Sleepycat Software Inc. has updated Berkeley DB, its flagship open-source developers database, with new replication features and efficiency improvements.
Sleepycat announced on Tuesday that Berkeley DB 4.4 now supports in-memory replication, client-to-client replication, and controls for throttling and delaying synchronization and master election speed-ups.
The update also comes with online Btree compaction and disk space reclamation, online abandoned lock removal, automated recovery serialization and a hot backup utility. In addition, 4.4 also features a transactional application developers guide.

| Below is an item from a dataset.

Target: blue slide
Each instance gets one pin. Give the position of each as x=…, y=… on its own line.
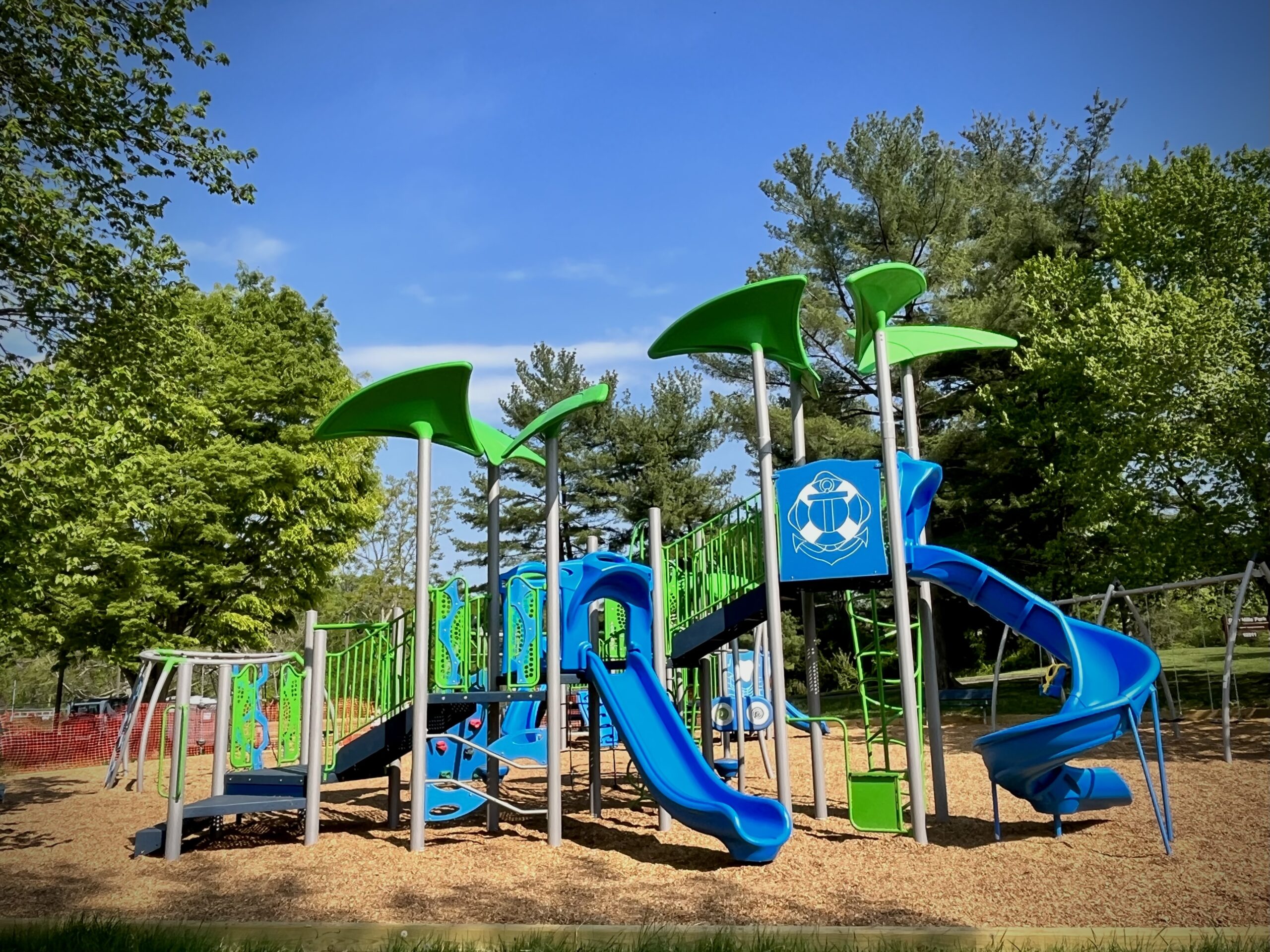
x=1110, y=682
x=681, y=781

The companys press release quoted Marten Mickos, CEO of MySQL AB, as saying that Berkeley DB is a good, solid option amongst a medley of storage engines available for MySQLs pluggable storage engine architecture.
“Berkeley DB is very fast and supports ACID transactions, and we continue to collaborate with Sleepycat to ensure our products are well-integrated,” Mickos was quoted as saying.
Indeed, MySQL may be working especially hard to collaborate with Sleepycat on a viable storage engine for MySQL, given that the storage engine its customers overwhelmingly prefer, InnoDB, was purchased by Oracle in October.
Besides MySQL, Sleepycat has plenty of other fans. Its used by Amazon.com, AOL, Cisco Systems Inc., EMC Corp., Google Inc., Hitachi Ltd. and Hewlett-Packard Co., for example. Sun Microsystems Inc. also uses Berkeley DB in its software portfolio, in products such as the Sun Java System Portal Server, Identity Manager and Directory Server.
Berkeley DB 4.4 is available immediately and can be downloaded at Sleepycats site. The database is offered under a dual license: a no-cost open-source license that permits redistribution if the application using the database is open source, and a commercial license available that permits redistribution of proprietary applications.